“Debito comune una vittoria? Lo ammetterò quando succederà“. Così Alberto Bagnai, il 17 giugno scorso rispondendo a una domanda di Peter Gomez durante la trasmissione Sono le Venti, sul Nove, parlava del Recovery Fund.

Oggi che l’accordo è stato siglato con 750 miliardi di euro di debito comune Ue (suddivisi in 390 miliardi di sussidi a fondo perduto e 360 di prestiti), il senatore e responsabile del dipartimento economia della Lega, intercettato al termine dei lavori parlamentari fuori Palazzo Madama, nega che per la prima volta nella storia dell’Unione europea ci sia la condivisione del debito tra i 27 Paesi membri: “Chi vi racconta queste storie?”. Quello del Recovery Fund “non è un momento storico” continua Bagnai, che argomenta così: “Se posso essere tecnico, le fregnacce hanno un tempo di decadimento molto più rapido di tanti altri materiali radioattivi”.
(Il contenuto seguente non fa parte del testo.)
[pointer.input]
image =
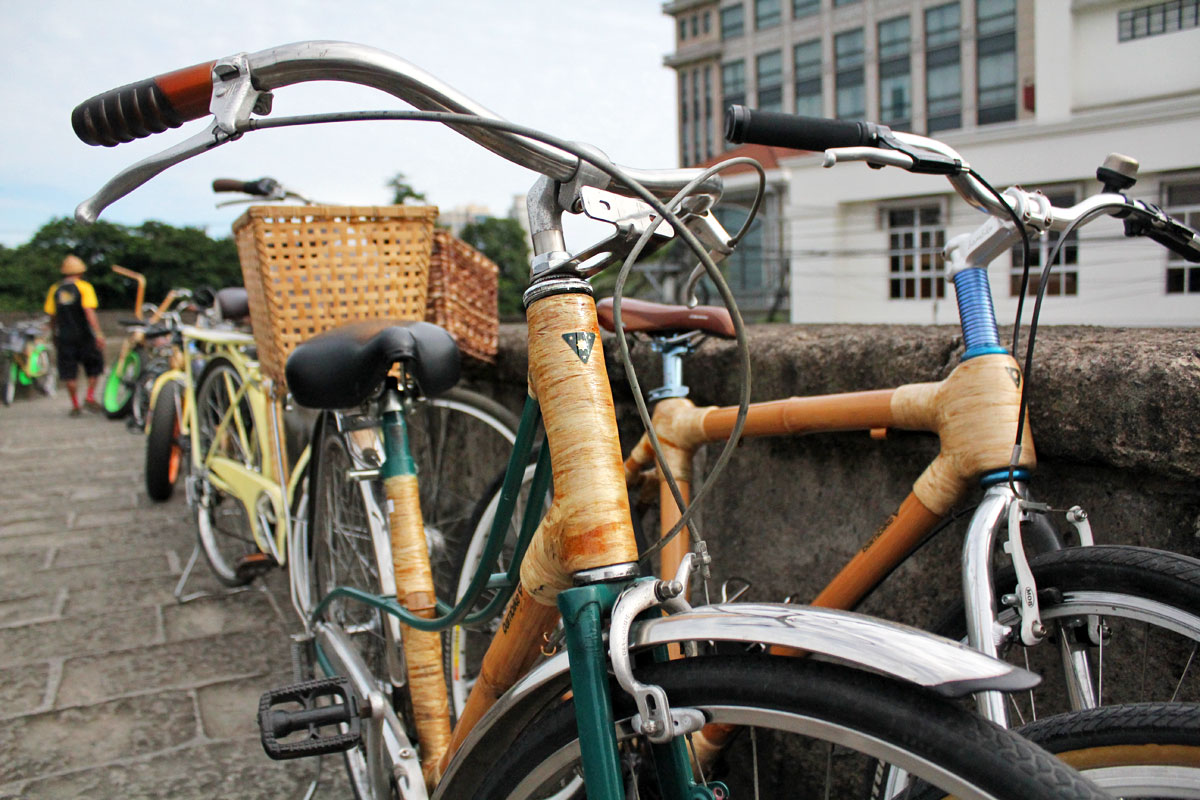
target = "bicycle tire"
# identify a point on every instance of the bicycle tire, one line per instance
(1141, 750)
(834, 705)
(163, 447)
(222, 524)
(341, 553)
(119, 385)
(1150, 601)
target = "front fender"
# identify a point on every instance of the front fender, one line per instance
(891, 649)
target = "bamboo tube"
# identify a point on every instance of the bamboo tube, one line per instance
(423, 649)
(571, 385)
(892, 543)
(796, 415)
(975, 414)
(511, 653)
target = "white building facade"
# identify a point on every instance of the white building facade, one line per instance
(1035, 94)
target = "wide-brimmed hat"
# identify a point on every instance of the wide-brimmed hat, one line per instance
(73, 265)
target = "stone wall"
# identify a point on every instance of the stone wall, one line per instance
(1115, 414)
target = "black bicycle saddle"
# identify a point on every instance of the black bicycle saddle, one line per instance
(346, 366)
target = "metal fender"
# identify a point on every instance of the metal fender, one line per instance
(891, 649)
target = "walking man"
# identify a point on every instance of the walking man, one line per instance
(71, 304)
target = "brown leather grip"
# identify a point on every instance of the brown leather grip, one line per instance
(138, 109)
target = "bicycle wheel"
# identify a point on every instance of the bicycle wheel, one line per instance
(163, 446)
(463, 645)
(807, 729)
(1143, 750)
(47, 374)
(10, 384)
(341, 553)
(225, 528)
(460, 441)
(119, 385)
(1147, 605)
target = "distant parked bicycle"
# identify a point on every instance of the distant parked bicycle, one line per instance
(27, 359)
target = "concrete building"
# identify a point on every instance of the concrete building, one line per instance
(1035, 94)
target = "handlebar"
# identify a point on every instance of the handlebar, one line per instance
(880, 146)
(151, 106)
(243, 83)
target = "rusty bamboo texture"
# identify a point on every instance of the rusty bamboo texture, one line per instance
(973, 413)
(588, 523)
(423, 649)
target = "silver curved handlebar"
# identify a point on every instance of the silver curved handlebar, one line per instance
(318, 60)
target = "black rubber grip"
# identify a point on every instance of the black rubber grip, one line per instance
(233, 185)
(138, 109)
(747, 125)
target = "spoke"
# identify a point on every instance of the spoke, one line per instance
(1186, 668)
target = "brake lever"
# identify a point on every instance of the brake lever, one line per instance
(234, 98)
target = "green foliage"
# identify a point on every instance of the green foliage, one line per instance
(169, 258)
(505, 242)
(402, 191)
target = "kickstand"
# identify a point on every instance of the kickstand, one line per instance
(180, 597)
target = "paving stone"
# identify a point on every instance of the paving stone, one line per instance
(81, 635)
(231, 710)
(91, 735)
(147, 591)
(23, 689)
(192, 662)
(27, 608)
(22, 563)
(112, 576)
(246, 611)
(231, 769)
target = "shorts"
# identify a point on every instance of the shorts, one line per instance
(72, 354)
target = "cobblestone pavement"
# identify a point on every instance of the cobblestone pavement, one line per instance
(108, 686)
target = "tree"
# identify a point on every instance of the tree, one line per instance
(169, 258)
(505, 242)
(402, 191)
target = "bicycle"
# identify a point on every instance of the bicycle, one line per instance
(129, 370)
(585, 560)
(29, 362)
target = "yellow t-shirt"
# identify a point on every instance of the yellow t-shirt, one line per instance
(87, 296)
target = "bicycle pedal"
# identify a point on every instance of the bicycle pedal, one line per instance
(323, 703)
(253, 565)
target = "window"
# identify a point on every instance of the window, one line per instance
(769, 78)
(916, 238)
(1063, 278)
(684, 119)
(849, 56)
(733, 83)
(996, 34)
(732, 22)
(708, 113)
(895, 73)
(804, 7)
(767, 13)
(807, 66)
(1182, 202)
(1158, 18)
(943, 71)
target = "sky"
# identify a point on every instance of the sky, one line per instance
(580, 70)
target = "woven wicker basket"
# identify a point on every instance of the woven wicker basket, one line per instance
(463, 294)
(309, 269)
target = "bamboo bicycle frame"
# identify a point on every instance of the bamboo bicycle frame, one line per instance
(973, 413)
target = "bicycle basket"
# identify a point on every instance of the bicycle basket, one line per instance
(463, 294)
(310, 269)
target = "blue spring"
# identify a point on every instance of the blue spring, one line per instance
(976, 312)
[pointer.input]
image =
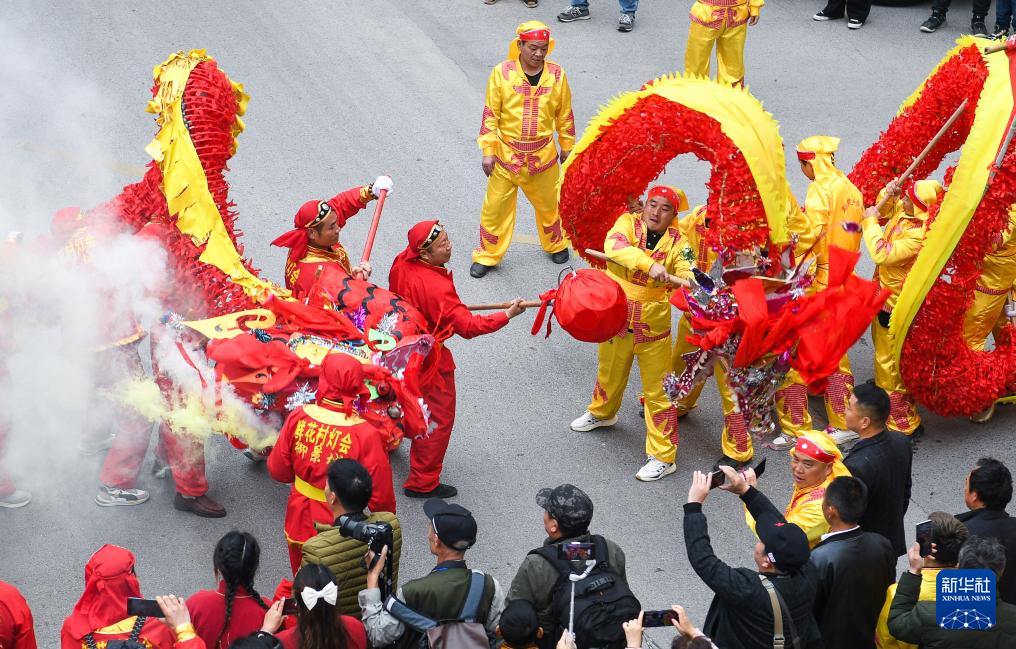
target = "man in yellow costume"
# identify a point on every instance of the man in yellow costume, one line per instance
(527, 100)
(736, 441)
(833, 209)
(894, 250)
(643, 250)
(723, 22)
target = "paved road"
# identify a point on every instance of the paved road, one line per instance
(340, 92)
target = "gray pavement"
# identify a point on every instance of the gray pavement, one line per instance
(341, 92)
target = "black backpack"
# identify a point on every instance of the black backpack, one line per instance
(602, 600)
(131, 643)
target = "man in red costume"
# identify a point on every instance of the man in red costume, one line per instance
(419, 275)
(314, 436)
(314, 244)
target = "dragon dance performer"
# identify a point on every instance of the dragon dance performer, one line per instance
(419, 274)
(643, 250)
(527, 100)
(736, 441)
(316, 434)
(894, 250)
(723, 23)
(833, 210)
(314, 244)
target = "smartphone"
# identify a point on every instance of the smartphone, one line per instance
(924, 537)
(145, 607)
(657, 618)
(577, 552)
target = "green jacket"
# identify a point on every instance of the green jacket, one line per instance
(916, 623)
(344, 557)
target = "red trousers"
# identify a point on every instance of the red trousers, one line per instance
(427, 454)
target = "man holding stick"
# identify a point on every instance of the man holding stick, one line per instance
(646, 256)
(419, 274)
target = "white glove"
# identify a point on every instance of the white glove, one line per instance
(383, 182)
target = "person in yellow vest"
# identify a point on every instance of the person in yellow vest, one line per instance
(833, 209)
(894, 250)
(815, 462)
(736, 441)
(527, 100)
(643, 251)
(723, 22)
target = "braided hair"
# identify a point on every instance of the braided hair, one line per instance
(236, 561)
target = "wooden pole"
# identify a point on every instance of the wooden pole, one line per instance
(674, 279)
(928, 149)
(502, 305)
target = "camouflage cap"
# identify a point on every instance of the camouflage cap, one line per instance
(567, 504)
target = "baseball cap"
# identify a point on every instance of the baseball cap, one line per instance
(453, 524)
(785, 543)
(567, 504)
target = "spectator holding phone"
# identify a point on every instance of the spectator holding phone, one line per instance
(235, 608)
(747, 603)
(947, 537)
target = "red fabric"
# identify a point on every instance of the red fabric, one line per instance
(305, 448)
(207, 611)
(344, 204)
(16, 627)
(432, 290)
(427, 453)
(356, 635)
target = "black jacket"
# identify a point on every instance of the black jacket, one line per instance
(997, 524)
(741, 613)
(853, 570)
(883, 463)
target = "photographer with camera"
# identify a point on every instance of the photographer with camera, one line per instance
(443, 595)
(547, 575)
(754, 609)
(341, 545)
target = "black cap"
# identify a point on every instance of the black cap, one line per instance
(453, 524)
(568, 505)
(785, 543)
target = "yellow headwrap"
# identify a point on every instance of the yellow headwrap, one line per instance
(528, 25)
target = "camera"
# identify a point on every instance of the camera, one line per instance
(376, 535)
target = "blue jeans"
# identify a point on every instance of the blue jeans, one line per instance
(627, 6)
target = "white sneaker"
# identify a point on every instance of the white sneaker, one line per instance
(783, 442)
(843, 437)
(654, 469)
(588, 423)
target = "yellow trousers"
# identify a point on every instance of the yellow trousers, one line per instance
(791, 400)
(729, 52)
(736, 441)
(902, 408)
(616, 357)
(497, 218)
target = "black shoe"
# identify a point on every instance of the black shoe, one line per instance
(933, 23)
(441, 491)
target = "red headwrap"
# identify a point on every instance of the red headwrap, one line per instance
(341, 380)
(309, 215)
(109, 581)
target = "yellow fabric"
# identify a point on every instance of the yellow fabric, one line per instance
(526, 26)
(741, 117)
(184, 182)
(884, 639)
(975, 161)
(497, 217)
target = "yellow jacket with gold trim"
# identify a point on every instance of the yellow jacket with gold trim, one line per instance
(630, 261)
(519, 119)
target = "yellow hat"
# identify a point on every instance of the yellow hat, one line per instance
(530, 30)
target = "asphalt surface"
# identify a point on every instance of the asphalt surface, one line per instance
(341, 92)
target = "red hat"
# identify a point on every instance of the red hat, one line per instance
(109, 581)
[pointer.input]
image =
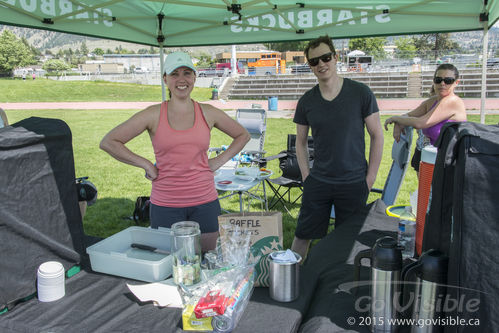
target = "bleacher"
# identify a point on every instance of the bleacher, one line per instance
(291, 87)
(383, 84)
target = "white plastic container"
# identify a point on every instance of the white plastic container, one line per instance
(115, 255)
(50, 281)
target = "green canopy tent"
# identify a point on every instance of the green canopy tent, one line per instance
(174, 23)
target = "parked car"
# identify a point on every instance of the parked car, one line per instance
(204, 72)
(304, 68)
(140, 70)
(493, 62)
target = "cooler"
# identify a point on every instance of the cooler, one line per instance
(426, 166)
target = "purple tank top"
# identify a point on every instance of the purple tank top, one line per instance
(434, 131)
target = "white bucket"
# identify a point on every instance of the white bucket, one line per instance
(50, 281)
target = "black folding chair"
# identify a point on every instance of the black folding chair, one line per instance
(291, 175)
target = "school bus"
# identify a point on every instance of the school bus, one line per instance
(268, 64)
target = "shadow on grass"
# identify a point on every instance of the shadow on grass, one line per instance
(109, 216)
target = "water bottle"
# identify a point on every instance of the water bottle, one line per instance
(407, 232)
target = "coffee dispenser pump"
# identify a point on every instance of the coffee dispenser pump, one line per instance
(386, 265)
(428, 275)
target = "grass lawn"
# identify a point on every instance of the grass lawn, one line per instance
(45, 90)
(120, 184)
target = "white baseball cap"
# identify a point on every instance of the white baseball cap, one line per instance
(178, 59)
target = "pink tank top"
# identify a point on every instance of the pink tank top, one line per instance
(184, 177)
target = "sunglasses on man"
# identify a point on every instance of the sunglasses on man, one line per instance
(325, 58)
(447, 80)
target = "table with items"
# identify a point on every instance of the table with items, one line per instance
(243, 181)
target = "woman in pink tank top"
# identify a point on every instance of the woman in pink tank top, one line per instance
(442, 107)
(182, 175)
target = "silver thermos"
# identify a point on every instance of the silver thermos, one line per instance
(428, 295)
(386, 264)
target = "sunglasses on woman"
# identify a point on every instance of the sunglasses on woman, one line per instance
(325, 58)
(447, 80)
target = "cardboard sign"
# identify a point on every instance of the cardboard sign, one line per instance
(266, 237)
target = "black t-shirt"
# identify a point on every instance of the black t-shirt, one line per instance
(338, 131)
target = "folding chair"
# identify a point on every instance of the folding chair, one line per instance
(255, 122)
(401, 158)
(291, 175)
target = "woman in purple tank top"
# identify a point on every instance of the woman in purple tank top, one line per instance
(442, 107)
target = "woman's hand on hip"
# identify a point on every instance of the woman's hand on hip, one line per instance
(151, 172)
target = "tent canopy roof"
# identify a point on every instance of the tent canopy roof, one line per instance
(216, 22)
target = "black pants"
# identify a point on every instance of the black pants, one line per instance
(318, 198)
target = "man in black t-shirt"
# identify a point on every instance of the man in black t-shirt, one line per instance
(336, 110)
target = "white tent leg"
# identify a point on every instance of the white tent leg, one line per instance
(485, 44)
(161, 66)
(233, 61)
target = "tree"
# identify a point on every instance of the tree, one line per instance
(371, 46)
(287, 46)
(98, 51)
(84, 48)
(435, 45)
(13, 53)
(55, 65)
(205, 60)
(405, 48)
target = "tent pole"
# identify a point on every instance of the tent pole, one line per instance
(485, 44)
(161, 67)
(233, 61)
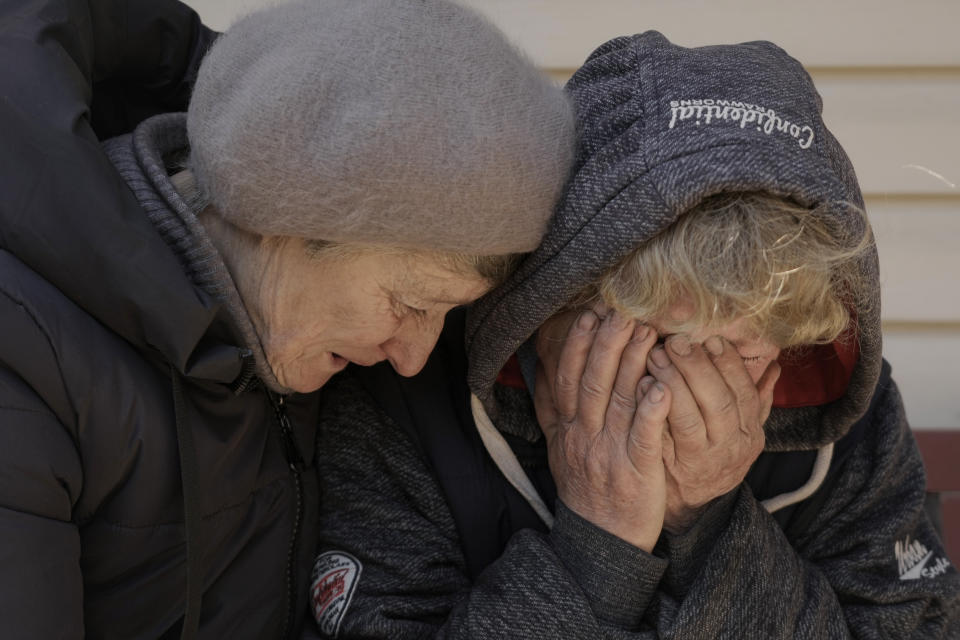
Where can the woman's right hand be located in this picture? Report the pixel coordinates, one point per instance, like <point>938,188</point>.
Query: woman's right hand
<point>604,435</point>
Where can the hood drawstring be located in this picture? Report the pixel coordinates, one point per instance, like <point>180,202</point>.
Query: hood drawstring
<point>189,478</point>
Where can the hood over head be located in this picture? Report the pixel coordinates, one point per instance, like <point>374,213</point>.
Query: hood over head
<point>663,127</point>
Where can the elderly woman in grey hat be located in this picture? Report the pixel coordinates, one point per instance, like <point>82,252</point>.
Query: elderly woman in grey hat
<point>346,173</point>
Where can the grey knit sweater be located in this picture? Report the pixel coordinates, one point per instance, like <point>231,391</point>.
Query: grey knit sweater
<point>662,127</point>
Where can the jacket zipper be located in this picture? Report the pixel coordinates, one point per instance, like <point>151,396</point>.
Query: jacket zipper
<point>295,462</point>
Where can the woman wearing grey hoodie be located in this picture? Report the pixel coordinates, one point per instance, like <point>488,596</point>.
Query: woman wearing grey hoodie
<point>800,514</point>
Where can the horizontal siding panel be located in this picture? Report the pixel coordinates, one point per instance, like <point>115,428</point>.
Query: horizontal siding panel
<point>917,239</point>
<point>899,127</point>
<point>925,369</point>
<point>559,34</point>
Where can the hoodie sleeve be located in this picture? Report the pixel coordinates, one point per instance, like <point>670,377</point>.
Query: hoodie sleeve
<point>869,566</point>
<point>391,564</point>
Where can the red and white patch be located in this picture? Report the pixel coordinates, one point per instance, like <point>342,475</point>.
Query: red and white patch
<point>334,579</point>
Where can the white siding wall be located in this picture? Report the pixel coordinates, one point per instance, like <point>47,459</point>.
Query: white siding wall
<point>889,73</point>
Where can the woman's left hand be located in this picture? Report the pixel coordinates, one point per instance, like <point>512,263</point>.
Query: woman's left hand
<point>715,422</point>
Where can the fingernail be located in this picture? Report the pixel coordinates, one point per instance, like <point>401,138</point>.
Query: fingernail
<point>656,393</point>
<point>640,332</point>
<point>645,383</point>
<point>714,345</point>
<point>680,345</point>
<point>659,357</point>
<point>587,321</point>
<point>617,320</point>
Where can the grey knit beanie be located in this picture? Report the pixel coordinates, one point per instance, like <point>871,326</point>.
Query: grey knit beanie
<point>410,123</point>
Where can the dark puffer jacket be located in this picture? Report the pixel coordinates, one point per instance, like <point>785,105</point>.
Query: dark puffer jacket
<point>120,408</point>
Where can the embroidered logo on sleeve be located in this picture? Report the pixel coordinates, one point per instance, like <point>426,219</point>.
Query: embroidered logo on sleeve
<point>334,579</point>
<point>913,560</point>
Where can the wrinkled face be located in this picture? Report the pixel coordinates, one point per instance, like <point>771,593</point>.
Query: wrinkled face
<point>316,315</point>
<point>756,351</point>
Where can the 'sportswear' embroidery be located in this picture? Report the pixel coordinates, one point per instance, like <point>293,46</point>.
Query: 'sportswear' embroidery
<point>334,579</point>
<point>913,560</point>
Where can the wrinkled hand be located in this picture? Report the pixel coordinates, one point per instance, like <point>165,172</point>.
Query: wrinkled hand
<point>604,438</point>
<point>715,422</point>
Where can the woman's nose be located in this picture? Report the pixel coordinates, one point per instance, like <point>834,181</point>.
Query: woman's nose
<point>409,348</point>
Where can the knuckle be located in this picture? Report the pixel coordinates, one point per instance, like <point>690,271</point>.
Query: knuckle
<point>592,388</point>
<point>623,401</point>
<point>564,383</point>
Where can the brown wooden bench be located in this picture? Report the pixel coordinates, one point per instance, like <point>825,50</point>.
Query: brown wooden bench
<point>941,457</point>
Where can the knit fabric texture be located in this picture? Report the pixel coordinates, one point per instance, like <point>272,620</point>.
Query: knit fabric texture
<point>142,158</point>
<point>662,128</point>
<point>409,123</point>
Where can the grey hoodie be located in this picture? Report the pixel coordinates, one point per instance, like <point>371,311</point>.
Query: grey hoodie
<point>661,127</point>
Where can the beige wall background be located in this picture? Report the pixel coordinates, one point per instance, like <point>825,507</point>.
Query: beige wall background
<point>889,73</point>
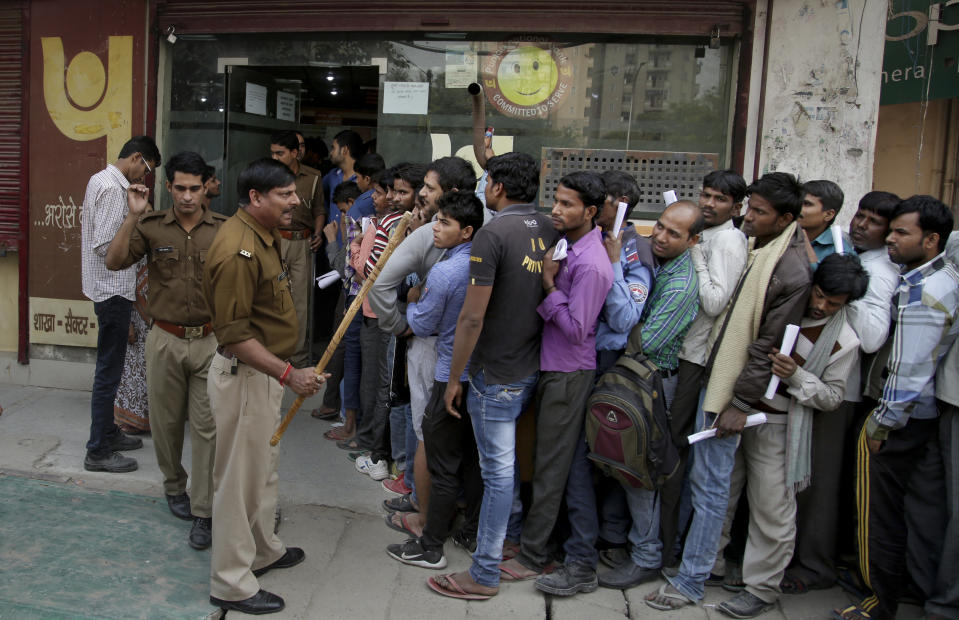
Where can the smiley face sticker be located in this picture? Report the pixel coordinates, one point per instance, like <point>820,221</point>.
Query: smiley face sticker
<point>526,79</point>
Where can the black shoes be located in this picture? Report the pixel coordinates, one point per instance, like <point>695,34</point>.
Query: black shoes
<point>180,506</point>
<point>628,575</point>
<point>292,557</point>
<point>114,463</point>
<point>262,602</point>
<point>123,443</point>
<point>201,534</point>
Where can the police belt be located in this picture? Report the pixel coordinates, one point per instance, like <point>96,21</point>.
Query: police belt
<point>296,235</point>
<point>187,332</point>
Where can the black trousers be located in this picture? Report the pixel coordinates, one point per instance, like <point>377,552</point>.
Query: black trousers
<point>902,514</point>
<point>682,416</point>
<point>453,463</point>
<point>817,507</point>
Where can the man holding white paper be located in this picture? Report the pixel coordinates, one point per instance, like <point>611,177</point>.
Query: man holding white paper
<point>719,260</point>
<point>772,293</point>
<point>666,318</point>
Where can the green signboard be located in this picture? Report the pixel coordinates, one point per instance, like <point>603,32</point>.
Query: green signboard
<point>921,58</point>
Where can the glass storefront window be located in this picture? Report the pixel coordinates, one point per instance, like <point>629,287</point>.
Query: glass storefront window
<point>408,98</point>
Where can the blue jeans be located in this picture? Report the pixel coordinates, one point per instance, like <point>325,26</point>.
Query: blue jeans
<point>494,410</point>
<point>713,462</point>
<point>398,414</point>
<point>352,361</point>
<point>411,443</point>
<point>113,324</point>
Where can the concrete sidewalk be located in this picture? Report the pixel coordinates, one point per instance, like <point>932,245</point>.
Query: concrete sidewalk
<point>329,509</point>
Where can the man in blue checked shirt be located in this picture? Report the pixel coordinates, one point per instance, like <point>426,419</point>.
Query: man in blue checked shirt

“L’Italia è un paese contributore netto, vuol dire che ogni anno diamo più soldi di quanti non ne riceviamo indietro, mentre un domani se venisse approvato il Recovery Fund, come chiede la commissione Ue, l’Italia diventerebbe beneficiario netto, cioè prenderebbe più di quanto versa”, argomentava il direttore Peter Gomez nel corso dell’intervista dello scorso giugno. Ma per Bagnai “tra i corridoi di Bruxelles si dice che ci possiamo dimenticare di diventare beneficiari netti. Economisti europeisti già ci raccontano che questa storia ci costerà un miliardo l’anno. In Europa non ci stanno regalando niente. Quello che non volete vedere è che siamo entrati in un meccanismo in cui l’ingerenza estera nella nostra politica economica è rafforzata“. La Lega resta dunque l’unico partito a criticare aspramente l’accordo europeo, a differenza delle altre formazioni del centrodestra – che pur con diverse gradazioni – hanno riconosciuto l’importanza dell’accordo raggiunto a Bruxelles. “Sapete come siamo passati dal 4 al 30%? – chiede Bagnai – Perché ci è già successo di dire un pochino prima quello che tanti altri hanno detto dopo e quindi se ora diciamo di stare attenti, direi che questo è un motivo per fidarsi”. Per Bagnai l’errore politico è l’entusiasmo sull’accordo: “Piazza Venezia era piena di italiani entusiasti di essersi messi insieme con la Germania in una meravigliosa ed entusiasmante impresa che si sa come è finita perché l’imperialismo tedesco ogni tanto va a sbattere”.